What I have done in the past for this is to encode the messages as UTF-8 and separate them by 0xFF, since that byte value never occurs in UTF-8 encoding [0]. If the messages to be hashed are character strings, you have to decide on some encoding anyway in order to hash them.
[0] UTF-8 bytes always contain at least one zero bit: https://en.wikipedia.org/wiki/UTF-8#Encoding. Incidentally, if one wanted to create the UTF-8 equivalent of zero-terminated strings without reserving a character value (like NUL) as the sentinel value, one could use 0xFF for that.
I'm less sanguine than the authors about using Protobuf or CBOR for "canonical" serialization like this. I think it tends to "work until it doesn't". It's not what these formats were designed for, and you have to ask awkward questions like "is the order of struct fields guaranteed?" and "do integers always use the smallest possible representation?". This is more obvious for JSON, as the post points out, but every common serialization format I'm aware of has problems like this. I think we need a dedicated standard to do a good job of this, but I'm not aware of anything widespread. It's a surprisingly hard problem.

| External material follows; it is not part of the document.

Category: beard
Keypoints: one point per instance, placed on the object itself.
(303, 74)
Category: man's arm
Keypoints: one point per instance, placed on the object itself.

* Technically you only need the suffix for each variable-length piece, and you can omit the first one. But it's more complicated if the number of pieces is variable. (If you have two adjacent fixed-length pieces, and then you combine them, does the hash change?) This sort of penny-pinching is interesting to think about in a design that's going to come with a giant set of test vectors, but it's asking for trouble in an application doing something custom. This is another reason I'd like to have a standard here.
write(toUtf8(username));
write((byte) 0xFF); // never occurs in UTF-8, hence unambiguous separator
write(toUtf8(password));
to be most straightforward and parsimonious, and the assumption is maximally local.You don't need to be proficient at cryptography to be aware of the common attack classes and reasons we use prepackaged things like NaCl before going low level.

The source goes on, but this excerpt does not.